YKP Yürütme Kurulu üyesi Alpay Durduran, son gelişmeleri değerlendirdi. Konu ile ilgili açıklama şöyle:
Halkı aptal yerine koyup oyalamak ve çözümsüzlükteki sorumluları gözden saklamak için uydurma haberler yaratılıyor. Sanki ortada ciddi bir çalışma yapılıp çıkmaza giren görüşmelerde yeni yollar açılmaya çalışılıyormuş havası veriliyor.
Görüşmeler çıkmazdadır ve çıkmazın sorumluluğunu karşı tarafa yıkma politikası ile uğraşılıyor. Ortada başka bir şey yoktur.
Kıbrıs sadece iki toplumun kendi adalarını yönetmenin en iyi yolunu bulmak konusunda çalışmayı kabul ettiği ve başka milli çıkarlara hizmetten vazgeçtiği zaman kaderinin eline alabilir. Yoksa yabancı güçlerin itkisinde diğer toplumu nasıl kazıklayacağının hesabıyla hareket eden sözde liderlerin ve uluslararası toplantıların oyuncağı olmaya mahkumdur.
Sözde Rum tarafında Zürih rejimine dönüş önerisi yapılacakmış! Rum tarafı çok kez Zürih rejimine Türk tarafı kabul ederse dönmeyi kabul ettiğini açıklamıştır ama Türk liderliği denilen taraf buna asla dönülmeyeceğini hemen her fırsatta kimse sormadan dahi söylemektedir. Temmuz törenlerinde de bu en yüksek perdeden tekrar etmiştir.
Ortada Zürih rejimine dönüş diye bir öneri yoktur. Önce Kıbrıslılar kaderlerini ortak olarak ele almayı benimsemeli ve mevcut sorunları ele alıp çözmeyi Zürih rejiminin kurumlarına bırakmaya cesaret edip güvenmelidir. Halbuki bunlar Ada’nın geri kalanını da milli çıkar dedikleri anavatanı saydıklarının çıkarlarını arttırmayı amaçlamış gidiyorlar. Bir tek Hristofias başka türlü görüş ortaya atmaya cesaret etmiş ama o da orada kalmıştır.

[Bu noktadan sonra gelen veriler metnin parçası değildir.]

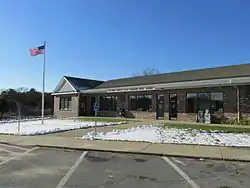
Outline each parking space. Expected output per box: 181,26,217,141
64,151,189,188
171,157,250,188
0,143,249,188
0,143,32,165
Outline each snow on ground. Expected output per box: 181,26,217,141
0,117,52,124
82,125,250,147
0,119,125,135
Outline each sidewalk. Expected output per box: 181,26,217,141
0,135,250,162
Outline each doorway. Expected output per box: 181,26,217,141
79,95,87,116
169,93,178,120
90,96,96,116
156,94,164,119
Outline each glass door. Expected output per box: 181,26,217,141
156,94,164,119
169,93,178,120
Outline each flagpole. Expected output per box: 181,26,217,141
41,41,46,124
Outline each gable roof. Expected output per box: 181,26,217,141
53,76,104,93
95,63,250,89
64,76,104,91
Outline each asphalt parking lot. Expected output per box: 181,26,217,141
0,143,249,188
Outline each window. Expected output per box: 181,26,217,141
59,96,72,110
186,93,197,113
99,96,117,111
186,92,224,113
119,95,126,102
246,85,250,99
198,93,210,111
129,95,152,111
129,96,137,111
210,92,223,113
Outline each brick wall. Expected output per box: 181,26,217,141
178,113,197,122
124,86,248,121
98,110,156,119
53,94,79,118
98,111,117,117
129,111,156,119
94,86,247,121
240,85,250,117
53,85,249,122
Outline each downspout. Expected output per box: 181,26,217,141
77,93,80,117
236,86,240,123
231,82,240,123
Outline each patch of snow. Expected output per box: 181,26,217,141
0,119,125,136
0,117,53,124
81,125,250,147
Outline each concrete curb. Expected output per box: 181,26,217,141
81,138,250,150
1,141,250,163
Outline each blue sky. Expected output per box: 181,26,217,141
0,0,250,92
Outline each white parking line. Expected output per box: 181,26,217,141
172,157,186,166
0,147,14,154
0,147,39,166
0,143,29,151
56,151,88,188
162,157,200,188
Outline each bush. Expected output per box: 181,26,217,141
239,117,250,125
211,114,228,124
219,117,250,125
221,118,237,125
210,113,250,125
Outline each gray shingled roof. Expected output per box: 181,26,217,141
65,76,104,91
95,63,250,89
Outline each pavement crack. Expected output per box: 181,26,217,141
140,143,152,152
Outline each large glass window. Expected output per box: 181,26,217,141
99,96,117,111
198,93,210,111
129,96,137,111
186,93,197,113
210,92,223,113
129,95,152,111
59,96,72,110
246,85,250,98
186,92,224,113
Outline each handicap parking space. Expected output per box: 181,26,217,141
0,143,249,188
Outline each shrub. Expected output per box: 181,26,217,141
239,117,250,125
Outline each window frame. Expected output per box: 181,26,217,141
99,96,117,111
246,85,250,99
129,94,152,111
59,96,72,111
185,93,198,113
210,92,224,113
185,92,224,114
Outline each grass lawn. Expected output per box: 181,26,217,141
163,123,250,133
78,117,135,123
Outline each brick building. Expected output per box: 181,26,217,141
52,63,250,123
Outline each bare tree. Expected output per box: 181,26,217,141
16,87,29,93
134,68,160,76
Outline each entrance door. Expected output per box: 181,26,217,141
169,93,178,120
79,96,87,116
90,96,96,116
156,94,164,119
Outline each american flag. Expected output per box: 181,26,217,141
29,45,45,56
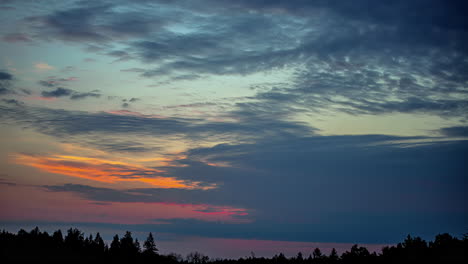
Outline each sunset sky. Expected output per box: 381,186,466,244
0,0,467,258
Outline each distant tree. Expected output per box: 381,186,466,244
312,248,322,259
110,234,121,256
273,253,287,264
94,232,106,253
329,248,339,262
341,244,371,263
402,235,427,250
52,230,63,244
85,234,93,249
64,228,84,252
1,227,467,263
168,252,184,262
134,238,141,253
17,229,28,238
120,231,139,257
143,232,158,255
30,226,40,236
401,235,428,261
187,251,209,264
296,252,303,263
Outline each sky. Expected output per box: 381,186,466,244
0,0,467,259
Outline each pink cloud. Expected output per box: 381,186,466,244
0,185,248,224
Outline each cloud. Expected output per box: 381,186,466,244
38,135,468,243
85,140,159,153
0,178,16,186
438,126,468,137
41,87,73,98
0,71,13,80
0,71,13,95
13,0,467,118
1,0,466,246
120,97,140,108
39,87,100,100
2,33,32,43
0,103,315,142
34,62,54,71
38,80,57,88
118,1,468,118
17,154,212,189
70,91,101,100
120,68,145,73
1,99,23,106
31,4,111,42
25,1,167,43
38,77,78,88
41,183,218,205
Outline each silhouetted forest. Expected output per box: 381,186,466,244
1,227,467,263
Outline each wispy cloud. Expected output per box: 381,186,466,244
34,62,54,71
2,33,31,43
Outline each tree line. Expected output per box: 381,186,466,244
0,227,467,263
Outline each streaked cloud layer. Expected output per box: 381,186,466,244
0,0,467,257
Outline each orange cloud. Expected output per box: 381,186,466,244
14,154,215,190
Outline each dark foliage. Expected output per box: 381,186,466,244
0,227,467,263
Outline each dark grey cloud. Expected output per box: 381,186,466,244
167,136,468,217
141,215,467,244
41,87,73,98
38,80,56,88
89,140,159,153
1,99,23,106
121,97,140,108
107,50,128,57
69,90,101,100
122,1,468,118
0,71,13,80
200,0,468,38
13,0,468,117
0,103,314,141
439,126,468,137
120,68,145,73
25,1,169,43
42,136,468,243
39,86,100,100
165,102,217,109
0,71,13,95
30,4,112,42
38,77,77,88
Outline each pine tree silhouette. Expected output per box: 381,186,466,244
143,232,158,256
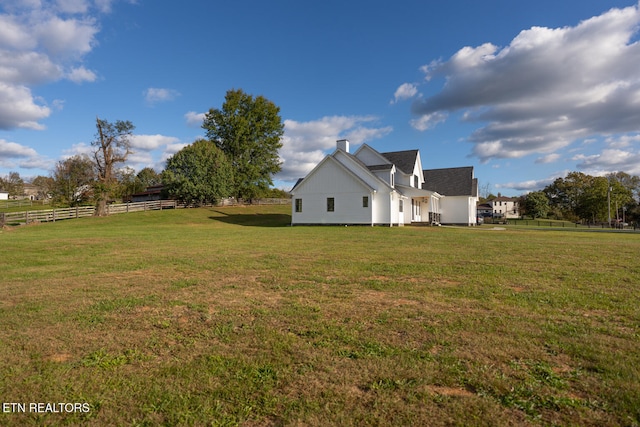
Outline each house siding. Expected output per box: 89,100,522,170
354,145,389,166
440,196,478,225
292,160,373,224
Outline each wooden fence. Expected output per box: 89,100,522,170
0,200,177,227
0,199,50,209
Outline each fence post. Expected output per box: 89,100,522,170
76,206,79,218
0,212,4,227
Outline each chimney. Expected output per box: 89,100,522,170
337,139,349,153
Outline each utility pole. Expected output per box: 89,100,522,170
607,181,612,228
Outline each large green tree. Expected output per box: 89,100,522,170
136,167,162,189
202,89,284,200
51,155,96,206
544,172,591,220
522,191,550,219
0,172,24,198
543,171,636,223
92,118,134,216
162,139,233,206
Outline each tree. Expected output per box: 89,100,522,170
523,191,550,219
113,167,141,201
162,139,233,206
52,155,96,206
0,172,24,198
478,181,492,202
202,89,284,200
92,117,134,216
31,175,55,200
136,167,161,189
607,171,640,201
543,171,638,223
544,172,592,221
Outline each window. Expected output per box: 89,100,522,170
391,172,394,187
414,175,419,188
295,198,302,213
327,197,335,212
362,196,369,208
399,200,403,213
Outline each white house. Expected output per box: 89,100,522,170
0,190,8,200
422,167,479,226
488,194,519,218
290,140,478,226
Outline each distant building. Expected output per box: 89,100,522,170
22,183,39,200
130,184,164,202
485,194,520,218
0,190,8,200
476,202,493,217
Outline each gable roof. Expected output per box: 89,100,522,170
380,150,419,175
290,151,379,195
290,177,304,192
490,195,518,202
367,164,394,172
333,149,395,192
423,167,478,197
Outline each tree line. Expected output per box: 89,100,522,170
1,89,287,215
519,171,640,225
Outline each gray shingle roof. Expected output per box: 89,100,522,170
367,164,393,171
380,150,418,175
423,167,478,197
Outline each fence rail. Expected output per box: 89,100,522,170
0,200,177,227
0,199,50,209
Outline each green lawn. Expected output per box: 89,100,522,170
1,205,639,426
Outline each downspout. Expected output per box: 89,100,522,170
371,190,376,227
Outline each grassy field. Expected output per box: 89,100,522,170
1,205,639,426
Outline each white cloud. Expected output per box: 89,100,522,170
497,171,569,193
0,50,62,85
409,112,447,131
391,83,417,104
0,138,48,170
410,3,640,163
144,87,180,105
184,111,206,127
66,65,97,83
0,1,123,130
0,138,38,158
276,115,393,182
93,0,116,14
574,148,640,175
34,15,98,59
535,153,561,164
55,0,89,14
130,134,180,151
61,142,92,158
605,134,640,148
0,82,50,129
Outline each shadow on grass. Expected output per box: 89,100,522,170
209,210,291,227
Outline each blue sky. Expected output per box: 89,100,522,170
1,0,640,196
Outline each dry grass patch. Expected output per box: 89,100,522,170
0,205,638,426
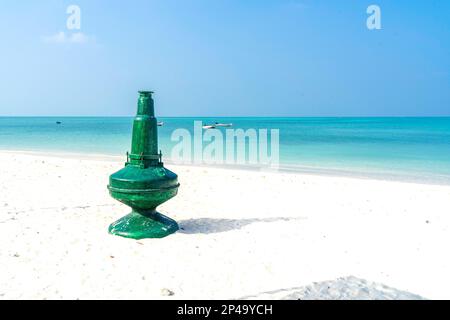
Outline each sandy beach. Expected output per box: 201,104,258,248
1,151,449,299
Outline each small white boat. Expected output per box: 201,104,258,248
214,122,233,127
157,122,164,126
202,122,233,129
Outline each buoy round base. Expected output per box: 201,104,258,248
108,210,179,240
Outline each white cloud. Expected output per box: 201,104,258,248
42,31,66,43
69,32,90,43
42,31,93,44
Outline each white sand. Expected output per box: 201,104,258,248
1,151,449,300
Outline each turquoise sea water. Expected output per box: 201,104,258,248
1,117,450,183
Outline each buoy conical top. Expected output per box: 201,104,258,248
129,91,159,167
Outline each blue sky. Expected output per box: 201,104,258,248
0,0,449,116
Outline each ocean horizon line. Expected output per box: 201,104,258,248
1,115,450,118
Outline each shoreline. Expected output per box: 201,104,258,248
1,149,449,187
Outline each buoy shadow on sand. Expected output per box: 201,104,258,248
238,276,426,300
177,217,304,235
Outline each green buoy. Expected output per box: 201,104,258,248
107,91,179,239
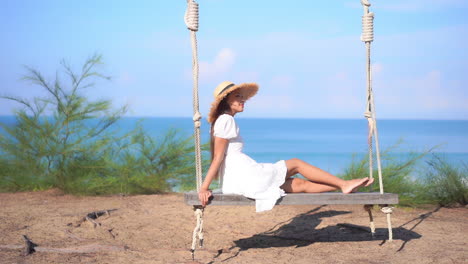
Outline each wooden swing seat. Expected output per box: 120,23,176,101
184,191,399,206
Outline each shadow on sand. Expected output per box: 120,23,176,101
213,205,434,262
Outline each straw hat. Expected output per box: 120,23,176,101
207,81,259,123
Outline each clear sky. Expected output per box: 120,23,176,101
1,0,467,119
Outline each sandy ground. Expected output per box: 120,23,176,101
0,189,467,264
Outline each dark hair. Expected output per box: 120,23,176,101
210,95,231,162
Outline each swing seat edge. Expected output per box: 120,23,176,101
184,191,399,206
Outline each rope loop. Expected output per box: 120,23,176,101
361,0,371,14
185,0,199,31
381,206,394,214
381,206,394,242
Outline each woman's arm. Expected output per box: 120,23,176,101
198,136,229,206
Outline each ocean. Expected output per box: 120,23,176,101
114,117,468,177
1,116,467,177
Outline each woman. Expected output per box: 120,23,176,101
198,81,373,212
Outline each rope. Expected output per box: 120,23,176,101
360,0,374,43
190,207,204,259
185,0,204,259
381,206,394,242
365,110,374,190
185,0,202,192
363,205,376,236
184,0,199,31
361,0,384,194
362,1,395,243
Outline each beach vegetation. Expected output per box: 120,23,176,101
421,155,467,207
0,55,205,194
339,142,433,206
340,142,468,207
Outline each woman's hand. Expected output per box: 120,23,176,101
198,189,212,207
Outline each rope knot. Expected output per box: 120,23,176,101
193,111,202,128
364,111,372,119
381,206,394,214
184,0,199,31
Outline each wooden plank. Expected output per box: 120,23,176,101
184,191,399,206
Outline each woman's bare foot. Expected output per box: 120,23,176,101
341,177,370,194
350,177,374,193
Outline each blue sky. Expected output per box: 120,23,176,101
1,0,467,119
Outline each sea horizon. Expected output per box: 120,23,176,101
1,115,468,121
1,115,467,178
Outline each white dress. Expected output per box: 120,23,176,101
214,114,287,212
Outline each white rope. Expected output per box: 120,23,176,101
361,0,384,194
185,0,203,192
361,2,394,243
381,206,394,242
360,0,374,43
185,0,204,259
190,207,204,259
365,110,374,190
184,0,199,31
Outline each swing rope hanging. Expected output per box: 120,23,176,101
360,0,394,240
361,0,384,195
184,0,204,258
183,0,397,258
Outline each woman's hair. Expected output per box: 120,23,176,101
210,94,231,161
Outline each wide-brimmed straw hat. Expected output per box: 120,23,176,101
207,81,259,123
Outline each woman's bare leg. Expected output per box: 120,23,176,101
281,178,338,193
284,158,373,194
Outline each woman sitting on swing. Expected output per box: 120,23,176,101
198,81,373,212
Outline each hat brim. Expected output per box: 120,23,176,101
207,83,258,123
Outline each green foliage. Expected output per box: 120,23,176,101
422,155,468,206
70,126,209,195
0,158,53,192
0,54,122,192
0,55,205,195
340,143,468,207
339,142,432,206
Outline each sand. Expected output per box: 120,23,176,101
0,189,467,264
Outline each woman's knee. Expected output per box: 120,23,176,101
285,158,304,173
289,158,301,163
282,178,307,193
286,158,302,168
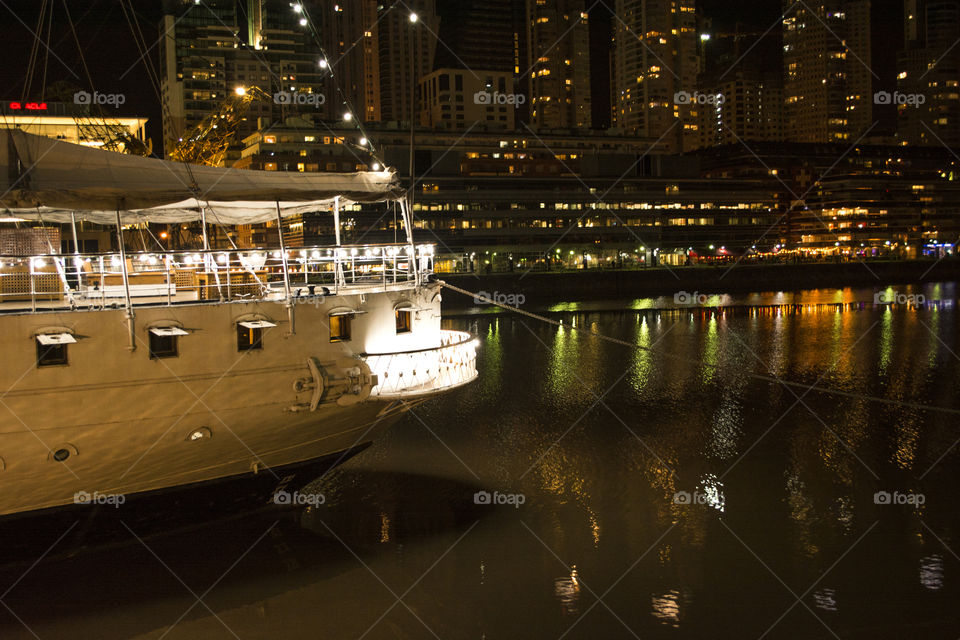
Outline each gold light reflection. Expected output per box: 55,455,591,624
925,304,940,367
536,451,588,500
480,319,504,394
629,316,653,394
379,512,391,543
700,315,719,384
554,566,581,614
878,306,893,374
547,321,581,399
547,302,582,312
475,291,956,614
893,418,919,470
658,544,671,565
651,590,681,627
629,297,658,310
588,511,600,547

Onun için BM gözetiminde görüşmelerle çözüm arar gibi yapmakla yetinilmektedir. Daha fazlası özellikle Kıbrıslı Türklerin yurtlarının nerede başlayıp nerede bittiğini anlamarlı ve bunun için uğraşmaya değdiğini kabul etmeleriyle ortaya çıkacaktır.
Ekim yakındadır. Uyanma zamanı gelmiştir ve geçmektedir. Adamızda varlığımızı korumak istiyorsak ayaklanmalıyız.